Composite PMI flash 51.4 (preliminary) turun dibanding 51.9 di Februari, dan Services PMI 51.5 turun dari 51.7. Penurunan ini menunjukkan arus permintaan yang melambat baik di manufaktur maupun jasa. Meski begitu, keduanya tetap di wilayah ekspansi.
Menurut Chris Williamson, Chief Business Economist di S&P Global Market Intelligence, adanya kombinasi pertumbuhan yang lebih lambat disertai inflasi yang meningkat menambah risiko bagi prospek ekonomi. Analisis ini menyoroti tantangan kebijakan moneter AS. Cetro Trading Insight menekankan bahwa dampak selanjutnya bergantung pada berapa lama konflik berlangsung dan bagaimana hal itu membentuk harga energi serta rantai pasokan global.
Indeks Dolar AS (DXY) tetap berada di wilayah positif mendekati level 99.50, membentuk backdrop bagi pergerakan mata uang dan aset terkait komoditas. Pergerakan dolar mempengaruhi biaya impor serta daya tarik investasi berisiko di pasar global. Jika dolar terus menguat, komoditas berdenominasi USD bisa terdorong turun sementara mata uang negara berkembang terlihat rentan.
Data PMI menunjukkan ekonomi AS masih berkembang secara moderat, meski tekanan inflasi bisa meningkat akibat dinamika geopolitik dan gangguan rantai pasokan.
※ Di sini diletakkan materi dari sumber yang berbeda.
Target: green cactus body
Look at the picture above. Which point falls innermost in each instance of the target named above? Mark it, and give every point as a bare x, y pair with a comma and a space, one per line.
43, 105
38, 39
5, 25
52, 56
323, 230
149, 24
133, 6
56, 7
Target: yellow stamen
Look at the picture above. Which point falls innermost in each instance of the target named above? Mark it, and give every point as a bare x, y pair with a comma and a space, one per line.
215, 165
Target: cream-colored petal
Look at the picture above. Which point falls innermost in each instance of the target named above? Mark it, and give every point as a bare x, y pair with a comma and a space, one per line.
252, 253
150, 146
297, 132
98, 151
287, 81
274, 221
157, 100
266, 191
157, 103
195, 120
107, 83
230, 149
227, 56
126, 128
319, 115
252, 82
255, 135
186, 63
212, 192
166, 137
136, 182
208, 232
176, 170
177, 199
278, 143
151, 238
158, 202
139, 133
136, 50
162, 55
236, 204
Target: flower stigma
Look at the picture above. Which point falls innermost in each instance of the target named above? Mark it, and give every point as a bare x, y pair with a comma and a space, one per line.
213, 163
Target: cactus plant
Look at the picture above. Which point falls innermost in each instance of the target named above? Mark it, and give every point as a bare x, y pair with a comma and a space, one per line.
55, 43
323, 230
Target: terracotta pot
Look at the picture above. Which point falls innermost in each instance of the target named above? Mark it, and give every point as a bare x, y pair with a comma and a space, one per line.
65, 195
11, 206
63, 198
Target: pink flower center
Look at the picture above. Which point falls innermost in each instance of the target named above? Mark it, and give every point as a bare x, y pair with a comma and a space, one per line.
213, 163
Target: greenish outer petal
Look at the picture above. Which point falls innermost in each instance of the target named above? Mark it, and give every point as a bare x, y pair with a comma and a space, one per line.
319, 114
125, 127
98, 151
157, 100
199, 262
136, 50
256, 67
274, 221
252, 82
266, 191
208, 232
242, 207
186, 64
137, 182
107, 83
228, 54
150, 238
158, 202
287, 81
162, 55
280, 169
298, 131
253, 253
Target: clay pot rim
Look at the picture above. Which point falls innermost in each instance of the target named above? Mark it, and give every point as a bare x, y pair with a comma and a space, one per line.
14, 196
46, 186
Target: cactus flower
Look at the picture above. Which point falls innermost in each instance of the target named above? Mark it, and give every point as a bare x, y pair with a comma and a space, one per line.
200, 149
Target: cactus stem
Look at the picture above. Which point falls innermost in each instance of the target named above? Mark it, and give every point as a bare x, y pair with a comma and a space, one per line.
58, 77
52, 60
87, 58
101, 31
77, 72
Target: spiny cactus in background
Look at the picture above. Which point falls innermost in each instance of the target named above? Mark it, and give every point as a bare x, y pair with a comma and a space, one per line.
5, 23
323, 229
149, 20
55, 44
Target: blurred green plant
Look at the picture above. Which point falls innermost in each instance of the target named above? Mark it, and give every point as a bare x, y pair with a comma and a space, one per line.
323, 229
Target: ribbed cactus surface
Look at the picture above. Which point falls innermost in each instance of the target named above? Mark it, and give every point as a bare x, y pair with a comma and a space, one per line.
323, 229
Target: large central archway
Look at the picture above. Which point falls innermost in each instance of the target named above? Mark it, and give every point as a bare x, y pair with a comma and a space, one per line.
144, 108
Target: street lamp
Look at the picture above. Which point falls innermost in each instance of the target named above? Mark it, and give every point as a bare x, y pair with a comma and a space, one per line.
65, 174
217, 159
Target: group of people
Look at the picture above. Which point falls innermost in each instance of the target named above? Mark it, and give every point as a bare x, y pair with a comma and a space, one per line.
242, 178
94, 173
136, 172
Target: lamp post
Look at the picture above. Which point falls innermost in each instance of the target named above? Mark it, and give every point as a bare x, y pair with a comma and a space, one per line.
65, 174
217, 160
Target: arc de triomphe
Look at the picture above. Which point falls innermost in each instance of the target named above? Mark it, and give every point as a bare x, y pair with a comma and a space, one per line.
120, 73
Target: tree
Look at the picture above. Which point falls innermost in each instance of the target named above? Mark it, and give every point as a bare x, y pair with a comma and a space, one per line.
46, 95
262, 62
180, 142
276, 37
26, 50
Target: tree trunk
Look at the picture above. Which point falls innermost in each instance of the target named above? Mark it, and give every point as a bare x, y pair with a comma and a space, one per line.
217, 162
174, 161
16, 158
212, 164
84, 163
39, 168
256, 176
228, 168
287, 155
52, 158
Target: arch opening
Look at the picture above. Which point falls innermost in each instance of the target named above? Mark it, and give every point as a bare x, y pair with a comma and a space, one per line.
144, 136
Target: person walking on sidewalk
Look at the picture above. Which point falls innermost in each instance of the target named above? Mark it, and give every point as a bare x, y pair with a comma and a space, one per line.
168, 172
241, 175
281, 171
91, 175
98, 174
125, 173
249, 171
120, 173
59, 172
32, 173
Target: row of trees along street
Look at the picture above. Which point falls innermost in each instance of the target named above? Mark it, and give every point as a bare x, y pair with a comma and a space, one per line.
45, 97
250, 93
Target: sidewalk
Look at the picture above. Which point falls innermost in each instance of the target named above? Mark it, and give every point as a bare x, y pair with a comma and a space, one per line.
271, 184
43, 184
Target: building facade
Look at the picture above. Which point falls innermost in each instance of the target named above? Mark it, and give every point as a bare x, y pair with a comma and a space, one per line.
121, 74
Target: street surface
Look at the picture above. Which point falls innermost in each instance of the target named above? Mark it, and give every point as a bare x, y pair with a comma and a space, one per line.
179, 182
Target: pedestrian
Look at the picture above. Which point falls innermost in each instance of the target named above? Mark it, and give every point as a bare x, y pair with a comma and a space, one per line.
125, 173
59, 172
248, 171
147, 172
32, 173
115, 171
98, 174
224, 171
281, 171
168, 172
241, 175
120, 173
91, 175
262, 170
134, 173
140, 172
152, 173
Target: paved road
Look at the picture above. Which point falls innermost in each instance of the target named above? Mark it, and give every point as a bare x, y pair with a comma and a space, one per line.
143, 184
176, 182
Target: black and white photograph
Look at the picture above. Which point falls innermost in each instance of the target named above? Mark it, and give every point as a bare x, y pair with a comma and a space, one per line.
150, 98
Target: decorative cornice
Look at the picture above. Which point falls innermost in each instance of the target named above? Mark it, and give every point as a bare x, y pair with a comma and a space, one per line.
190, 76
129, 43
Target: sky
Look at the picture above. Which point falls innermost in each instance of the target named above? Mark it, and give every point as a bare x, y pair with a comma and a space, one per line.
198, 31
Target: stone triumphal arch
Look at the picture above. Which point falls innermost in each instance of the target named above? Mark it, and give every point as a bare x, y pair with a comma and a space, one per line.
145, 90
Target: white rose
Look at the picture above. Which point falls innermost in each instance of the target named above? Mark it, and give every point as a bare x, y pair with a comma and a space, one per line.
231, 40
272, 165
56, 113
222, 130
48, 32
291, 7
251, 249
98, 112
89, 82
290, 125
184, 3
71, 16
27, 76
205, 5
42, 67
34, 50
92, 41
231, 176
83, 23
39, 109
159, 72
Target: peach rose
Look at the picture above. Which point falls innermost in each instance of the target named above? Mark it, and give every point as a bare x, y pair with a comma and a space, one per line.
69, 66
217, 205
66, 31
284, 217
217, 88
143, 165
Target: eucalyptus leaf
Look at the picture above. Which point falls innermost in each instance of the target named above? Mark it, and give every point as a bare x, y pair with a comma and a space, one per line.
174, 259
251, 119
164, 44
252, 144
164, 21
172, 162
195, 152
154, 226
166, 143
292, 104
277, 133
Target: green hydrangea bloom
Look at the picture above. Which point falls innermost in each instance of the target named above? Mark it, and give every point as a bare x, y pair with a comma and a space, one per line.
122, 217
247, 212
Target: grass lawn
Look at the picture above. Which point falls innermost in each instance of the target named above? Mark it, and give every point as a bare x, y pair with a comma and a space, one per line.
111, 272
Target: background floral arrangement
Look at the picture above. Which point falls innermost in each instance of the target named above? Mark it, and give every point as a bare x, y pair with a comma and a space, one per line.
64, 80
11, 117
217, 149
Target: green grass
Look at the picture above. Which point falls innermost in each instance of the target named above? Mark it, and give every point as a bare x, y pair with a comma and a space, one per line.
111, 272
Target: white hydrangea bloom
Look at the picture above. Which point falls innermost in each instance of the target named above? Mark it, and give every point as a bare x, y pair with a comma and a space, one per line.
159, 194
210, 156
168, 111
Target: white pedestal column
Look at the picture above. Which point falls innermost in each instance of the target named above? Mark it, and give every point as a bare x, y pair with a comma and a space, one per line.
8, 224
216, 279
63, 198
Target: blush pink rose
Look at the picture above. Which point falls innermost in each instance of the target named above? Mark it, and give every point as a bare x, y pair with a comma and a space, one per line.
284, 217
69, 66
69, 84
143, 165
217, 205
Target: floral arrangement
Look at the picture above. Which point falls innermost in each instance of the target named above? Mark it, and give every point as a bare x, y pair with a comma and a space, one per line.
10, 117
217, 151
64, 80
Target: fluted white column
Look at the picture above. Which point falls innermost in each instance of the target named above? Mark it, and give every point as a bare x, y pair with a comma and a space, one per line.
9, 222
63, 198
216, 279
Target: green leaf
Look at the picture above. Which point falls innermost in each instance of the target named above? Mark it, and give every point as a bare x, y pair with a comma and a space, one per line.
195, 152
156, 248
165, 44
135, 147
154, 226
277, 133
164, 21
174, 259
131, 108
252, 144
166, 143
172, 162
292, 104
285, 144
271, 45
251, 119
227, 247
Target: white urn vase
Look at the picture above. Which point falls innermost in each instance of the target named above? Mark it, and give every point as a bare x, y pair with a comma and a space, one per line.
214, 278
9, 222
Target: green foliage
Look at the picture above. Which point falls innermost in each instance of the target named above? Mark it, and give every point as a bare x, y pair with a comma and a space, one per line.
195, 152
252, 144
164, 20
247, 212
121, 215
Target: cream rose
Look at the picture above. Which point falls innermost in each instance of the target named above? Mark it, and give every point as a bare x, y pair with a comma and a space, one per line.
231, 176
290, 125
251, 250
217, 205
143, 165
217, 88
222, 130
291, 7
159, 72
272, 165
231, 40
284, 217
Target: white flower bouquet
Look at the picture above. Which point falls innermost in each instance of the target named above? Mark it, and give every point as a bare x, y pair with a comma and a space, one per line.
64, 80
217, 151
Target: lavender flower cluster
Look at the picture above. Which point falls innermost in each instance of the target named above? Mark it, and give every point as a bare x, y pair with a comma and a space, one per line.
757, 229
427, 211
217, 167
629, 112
Pasar menilai gambar ekonomi secara campuran, dengan momentum pertumbuhan melambat namun inflasi tetap menjadi fokus utama kebijakan moneter. Pelaku pasar juga menantikan panduan dari Fed mengenai jalur suku bunga.
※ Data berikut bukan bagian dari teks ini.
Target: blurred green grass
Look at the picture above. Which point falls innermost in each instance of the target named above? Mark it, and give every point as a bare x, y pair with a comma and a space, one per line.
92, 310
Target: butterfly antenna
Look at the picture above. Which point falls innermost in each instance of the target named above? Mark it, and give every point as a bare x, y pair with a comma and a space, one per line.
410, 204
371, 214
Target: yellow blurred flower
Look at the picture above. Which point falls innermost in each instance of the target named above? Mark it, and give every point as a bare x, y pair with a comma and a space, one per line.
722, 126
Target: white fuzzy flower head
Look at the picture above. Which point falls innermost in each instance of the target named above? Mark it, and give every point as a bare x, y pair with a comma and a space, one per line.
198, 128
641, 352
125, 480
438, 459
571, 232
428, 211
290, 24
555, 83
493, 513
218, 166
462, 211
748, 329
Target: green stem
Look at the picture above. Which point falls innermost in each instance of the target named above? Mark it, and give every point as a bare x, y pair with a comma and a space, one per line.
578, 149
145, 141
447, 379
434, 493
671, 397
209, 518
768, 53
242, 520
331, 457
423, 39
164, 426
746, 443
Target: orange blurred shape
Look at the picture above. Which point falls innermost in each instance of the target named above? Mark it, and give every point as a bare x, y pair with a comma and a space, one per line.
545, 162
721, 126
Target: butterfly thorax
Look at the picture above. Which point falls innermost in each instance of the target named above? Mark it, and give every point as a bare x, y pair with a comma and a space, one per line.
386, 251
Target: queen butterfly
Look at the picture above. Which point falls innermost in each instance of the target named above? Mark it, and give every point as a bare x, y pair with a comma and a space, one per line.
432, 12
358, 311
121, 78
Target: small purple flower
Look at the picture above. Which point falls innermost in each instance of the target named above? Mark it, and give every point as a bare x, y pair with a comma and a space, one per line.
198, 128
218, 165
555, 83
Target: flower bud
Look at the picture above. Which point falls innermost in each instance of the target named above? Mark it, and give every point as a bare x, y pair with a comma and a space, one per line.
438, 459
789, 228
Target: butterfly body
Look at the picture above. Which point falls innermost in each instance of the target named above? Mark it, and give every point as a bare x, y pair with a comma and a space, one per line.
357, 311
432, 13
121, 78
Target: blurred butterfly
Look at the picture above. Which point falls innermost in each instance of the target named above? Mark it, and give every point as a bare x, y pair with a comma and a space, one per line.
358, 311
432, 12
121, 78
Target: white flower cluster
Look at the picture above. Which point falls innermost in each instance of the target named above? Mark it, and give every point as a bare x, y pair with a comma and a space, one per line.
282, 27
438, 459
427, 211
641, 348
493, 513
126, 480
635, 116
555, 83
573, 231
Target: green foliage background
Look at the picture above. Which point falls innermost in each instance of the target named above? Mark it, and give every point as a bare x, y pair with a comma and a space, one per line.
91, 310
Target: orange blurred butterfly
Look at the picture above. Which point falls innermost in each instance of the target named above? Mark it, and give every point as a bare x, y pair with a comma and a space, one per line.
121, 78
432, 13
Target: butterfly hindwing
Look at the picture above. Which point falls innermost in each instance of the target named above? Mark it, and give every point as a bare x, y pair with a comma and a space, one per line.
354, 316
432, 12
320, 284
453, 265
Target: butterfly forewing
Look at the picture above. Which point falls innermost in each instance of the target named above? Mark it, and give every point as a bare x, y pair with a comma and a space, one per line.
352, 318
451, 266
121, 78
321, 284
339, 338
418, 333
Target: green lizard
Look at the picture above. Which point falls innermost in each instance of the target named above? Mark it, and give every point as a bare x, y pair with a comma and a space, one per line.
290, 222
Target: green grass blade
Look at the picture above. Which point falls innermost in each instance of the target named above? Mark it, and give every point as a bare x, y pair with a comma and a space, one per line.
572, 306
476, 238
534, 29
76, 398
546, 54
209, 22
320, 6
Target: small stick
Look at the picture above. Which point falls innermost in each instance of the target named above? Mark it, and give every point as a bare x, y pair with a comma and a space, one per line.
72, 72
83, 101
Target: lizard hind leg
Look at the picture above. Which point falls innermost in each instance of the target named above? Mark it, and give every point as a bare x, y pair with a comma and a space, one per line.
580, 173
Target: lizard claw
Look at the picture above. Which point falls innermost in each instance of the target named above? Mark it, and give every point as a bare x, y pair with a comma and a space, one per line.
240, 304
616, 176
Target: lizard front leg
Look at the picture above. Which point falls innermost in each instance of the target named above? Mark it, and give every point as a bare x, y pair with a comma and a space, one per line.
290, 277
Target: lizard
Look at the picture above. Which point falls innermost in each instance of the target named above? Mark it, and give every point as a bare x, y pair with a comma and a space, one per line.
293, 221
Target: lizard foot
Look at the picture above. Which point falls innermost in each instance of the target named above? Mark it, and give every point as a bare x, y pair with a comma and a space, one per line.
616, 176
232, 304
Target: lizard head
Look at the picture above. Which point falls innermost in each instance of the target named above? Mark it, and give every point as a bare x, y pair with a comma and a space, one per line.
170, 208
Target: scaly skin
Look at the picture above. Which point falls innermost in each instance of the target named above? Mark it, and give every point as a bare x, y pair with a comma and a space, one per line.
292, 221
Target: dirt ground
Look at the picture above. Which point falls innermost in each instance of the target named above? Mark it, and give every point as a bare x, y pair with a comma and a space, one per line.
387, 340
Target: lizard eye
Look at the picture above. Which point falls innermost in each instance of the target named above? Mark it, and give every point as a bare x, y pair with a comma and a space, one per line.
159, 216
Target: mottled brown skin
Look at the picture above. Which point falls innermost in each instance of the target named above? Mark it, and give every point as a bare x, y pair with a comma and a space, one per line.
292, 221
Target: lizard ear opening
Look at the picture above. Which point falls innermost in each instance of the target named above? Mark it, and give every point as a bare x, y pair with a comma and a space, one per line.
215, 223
Investor mempertimbangkan dampak terhadap imbal hasil obligasi dan volatilitas mata uang, terutama jika konflik regional berkepanjangan. Kondisi ini meningkatkan ketidakpastian dan menuntut manajemen risiko yang lebih aktif dari para trader. Dari perspektif teknikal, volatilitas bisa meningkat pada rilis data makro berikutnya.
Analisa menunjukkan kebijakan moneter Federal Reserve akan sangat sensitif terhadap dinamika inflasi yang dipicu oleh lonjakan harga energi dan gangguan pasokan. Dengan harga energi yang berfluktuasi secara geopolitik, Fed perlu menilai durasi dampak terhadap inflasi inti dan total. Riset menunjukkan hal itu dapat mempengaruhi keputusan suku bunga di pertemuan berikutnya.
Fed dihadapkan pada dilema antara menjaga stabilitas harga dan mendukung momentum pertumbuhan yang melambat. Risiko geopolitik regional menambah ketidakpastian, sehingga pelaku pasar perlu memperhatikan sinyal dari data inflasi serta tren harga energi dan input produksi. Kebijakan fiskal juga bisa berperan sebagai penyangga dalam jangka pendek.
Bagi investor dan pedagang, fokus pada data inflasi, perubahan harga energi, serta jalur kebijakan moneter akan menentukan arah aset berisiko dalam beberapa kuartal mendatang. Strategi yang berhati-hati dan manajemen risiko yang terukur menjadi kunci dalam menghadapi volatilitas yang mungkin meningkat akibat faktor geopolitik. Cetro Trading Insight merekomendasikan pemantauan berkala terhadap indikator energi dan pola rilis data makro.